She clenched her jaw.
“Ugh,” she muttered, looking down at the crushed mushroom in her hands.
She flung it away and reached for another one, her expression tight.
“I’m sorry,” Nar said.
“Ah, it’s not your fault. It’s just the way things are,” she said.
Nar recalled Mok, the engineer who worked at the heart of the Scimitar, and who made the change from aura to aether.
“Would… would you consider swapping to aether?” he asked, his words barely audible.
“I did. Of course I did. But my aura is… it’s a part of me, you know?” she said, and he could hear the pain in her voice. “Is it fair to give it up for someone else? Even if… even if you love them? Even if it's for their dreams?”
She shook her head and took a deep breath.
“Sorry, forget about it. I don’t know why I—”
She frowned at him.
“What?” he asked.
“There’s something about you, isn’t there? Something that invites trust.”
“Me?” Nar asked, his eyebrows rising.
“Yeah… It’s not as obvious as Leon or Calli. Or even Kur, Row and Gad,” she said, half closing her eyes at him in the pitch darkness. “But I’ve met people like you. And I can tell it’s there, whatever it is.”
She patted his shoulder.
“And it's quite strong. Especially because most people might not even notice it's there,” she said, offering him a smile. “So be careful how you use it.”
“I… What?” he asked, utterly confused.
Sej chuckled and stood up.
“Tally up. We have enough by now,” she said into their party domain chat, calling the attention of the other two parties nearby as well.
And as she stepped away to go check on the others’ work, Nar could only stare at her back in confusion.
What was that all about? Actually, didn’t Leon say the same thing?
*********
The little growths danced before her eyes, the white lines in the darkness swaying and mocking her.
Viy blinked and dry swallowed, and reached for the same pinhead again. And again, it seemed to evade her.

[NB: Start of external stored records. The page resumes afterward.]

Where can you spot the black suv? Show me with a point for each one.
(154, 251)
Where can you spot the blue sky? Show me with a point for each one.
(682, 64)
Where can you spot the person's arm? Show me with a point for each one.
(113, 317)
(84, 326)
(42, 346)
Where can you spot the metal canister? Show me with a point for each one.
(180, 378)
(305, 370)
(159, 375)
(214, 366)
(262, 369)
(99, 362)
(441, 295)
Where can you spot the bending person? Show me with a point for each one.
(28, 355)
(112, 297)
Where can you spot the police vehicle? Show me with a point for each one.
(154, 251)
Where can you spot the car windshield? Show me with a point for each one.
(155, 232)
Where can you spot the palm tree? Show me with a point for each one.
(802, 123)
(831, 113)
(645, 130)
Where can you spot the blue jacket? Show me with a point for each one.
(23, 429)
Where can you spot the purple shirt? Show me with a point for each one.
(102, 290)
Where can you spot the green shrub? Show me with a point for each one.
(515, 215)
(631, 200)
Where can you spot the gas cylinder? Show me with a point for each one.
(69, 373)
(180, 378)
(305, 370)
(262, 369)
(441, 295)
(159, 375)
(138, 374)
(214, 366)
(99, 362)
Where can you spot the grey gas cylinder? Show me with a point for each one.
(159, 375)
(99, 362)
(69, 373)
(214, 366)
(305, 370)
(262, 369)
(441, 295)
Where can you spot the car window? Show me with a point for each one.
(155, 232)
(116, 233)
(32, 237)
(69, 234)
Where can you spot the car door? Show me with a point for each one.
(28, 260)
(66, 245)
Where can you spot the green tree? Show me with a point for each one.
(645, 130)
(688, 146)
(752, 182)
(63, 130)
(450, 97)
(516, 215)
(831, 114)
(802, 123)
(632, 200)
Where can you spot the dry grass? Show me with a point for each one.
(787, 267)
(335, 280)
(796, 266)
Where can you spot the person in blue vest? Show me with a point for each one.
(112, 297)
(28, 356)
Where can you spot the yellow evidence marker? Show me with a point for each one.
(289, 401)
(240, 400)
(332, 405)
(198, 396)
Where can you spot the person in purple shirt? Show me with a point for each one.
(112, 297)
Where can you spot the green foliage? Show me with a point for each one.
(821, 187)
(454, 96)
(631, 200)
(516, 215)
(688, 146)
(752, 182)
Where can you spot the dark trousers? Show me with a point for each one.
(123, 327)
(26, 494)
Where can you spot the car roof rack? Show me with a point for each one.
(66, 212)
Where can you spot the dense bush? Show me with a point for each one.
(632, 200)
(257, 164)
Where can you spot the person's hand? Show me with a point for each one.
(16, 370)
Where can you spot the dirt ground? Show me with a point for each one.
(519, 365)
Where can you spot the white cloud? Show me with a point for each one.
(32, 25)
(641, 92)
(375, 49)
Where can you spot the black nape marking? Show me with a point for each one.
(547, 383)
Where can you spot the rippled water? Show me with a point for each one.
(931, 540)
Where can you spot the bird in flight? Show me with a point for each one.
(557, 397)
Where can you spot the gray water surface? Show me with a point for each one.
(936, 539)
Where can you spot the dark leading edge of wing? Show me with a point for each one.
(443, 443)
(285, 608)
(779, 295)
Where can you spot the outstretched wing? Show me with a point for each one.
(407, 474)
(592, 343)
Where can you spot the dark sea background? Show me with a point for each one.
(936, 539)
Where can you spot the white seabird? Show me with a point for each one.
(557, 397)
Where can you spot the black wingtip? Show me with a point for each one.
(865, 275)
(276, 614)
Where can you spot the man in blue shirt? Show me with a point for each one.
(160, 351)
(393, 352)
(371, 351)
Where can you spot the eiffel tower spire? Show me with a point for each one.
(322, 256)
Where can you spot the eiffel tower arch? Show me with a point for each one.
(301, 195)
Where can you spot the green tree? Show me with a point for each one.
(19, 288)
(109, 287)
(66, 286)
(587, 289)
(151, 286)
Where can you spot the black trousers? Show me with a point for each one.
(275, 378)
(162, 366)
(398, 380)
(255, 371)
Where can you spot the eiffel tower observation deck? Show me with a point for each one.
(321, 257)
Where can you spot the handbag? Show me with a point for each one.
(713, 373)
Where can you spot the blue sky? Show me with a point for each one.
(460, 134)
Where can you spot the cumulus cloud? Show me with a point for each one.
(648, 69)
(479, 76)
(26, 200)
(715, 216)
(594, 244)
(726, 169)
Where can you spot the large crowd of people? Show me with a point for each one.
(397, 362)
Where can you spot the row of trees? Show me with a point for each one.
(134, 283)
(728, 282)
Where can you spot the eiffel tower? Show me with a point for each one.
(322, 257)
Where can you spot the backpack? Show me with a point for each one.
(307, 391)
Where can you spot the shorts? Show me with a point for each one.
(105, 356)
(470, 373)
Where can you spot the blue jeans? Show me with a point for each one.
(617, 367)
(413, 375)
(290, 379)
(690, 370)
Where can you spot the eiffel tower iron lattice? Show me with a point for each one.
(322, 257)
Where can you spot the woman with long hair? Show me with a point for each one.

She inhaled sharply. What was that sweet, sickly smell in the air?
Viy…
Viy!
Where are you, Viy?
Happy! Happy and outside!
After what you did to us?
You don’t deserve it! You don’t deserve it!
She gasped as faces appeared in the tiny mushrooms.
Viy…
Viy.
“Viy?”
A hand reached for hers and in her startle, she jumped backwards several feet, and almost fell out of the branch.
“It’s alright. You’re alright,” the healer whispered, rising slowly. “Everything’s okay now, yeah?”
Viy cast her eyes about with a wild despair, searching for faces in pinhead masses of mushrooms that surrounded her from all sides on those dead, cracked and jagged branches.
Viy…
Viy!
How dare you survive!
“I-I didn’t—I don’t…”
“Viy, listen to me,” Jasphaer said, taking a slow, measured step towards her. “You need to let me cleanse you, okay? The aether from the mushrooms must be affecting you. So just let me help you, and everything will be better soon, alright?”
She nodded, her eyes still darting around her.
“The faces… They’re—”
“Hush,” Jasphaer said, reaching his hand to her. “There is no one here but us two.”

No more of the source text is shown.